As Penn State hockey looks for its first ever postseason berth, a small but important change to the Big Ten conference tournament might just help the Nittany Lions’ cause.
According to the StarTribune, the Big Ten is slated to shift the conference tournament away from neutral sites starting in 2017-18. The tournament would be played over the span of three weekends and feature a best-of-three quarterfinal round, two single-game semifinals and a championship game. All of the games would be hosted on the campus of the higher seed.
In addition the regular-season champion would receive a first-round bye starting in 2017 when Notre Dame joins the conference as an affiliate hockey member.

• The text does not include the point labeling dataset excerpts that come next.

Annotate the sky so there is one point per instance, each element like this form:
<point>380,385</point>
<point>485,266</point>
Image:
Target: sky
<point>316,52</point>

The change comes about for a handful of reasons largely the dwindling attendance at neutral site conference tournament games across all of college hockey. The WCHA announced similar changes last week after years of having its conference tournament at a neutral site for years.
For Penn State hockey the change is a clear positive. While the Nittany Lions have yet to win the regular season crown (albeit not without coming close) a Top 3 finish in the Big Ten would afford Penn State home ice advantage potentially for the first two rounds of what effectively amounts to playoff hockey. While the Nittany Lions have fallen to lesser teams on multiple occasions on neutral ice, Penn State’s home ice advantage at Pegula Ice Arena has made the Nittany Lions a threat to beat nearly anyone.
Undoubtedly it’s a small change when it comes to improving Penn State’s overall shot at an NCAA tournament berth, but if the Nittany Lions aren’t going to get in as an at-large bid an automatic qualifier from a conference tournament title is the only other way. And that might just be getting a bit easier.
If nothing else, playoff hockey at Pegula Ice Arena? That’s going to be hard to top.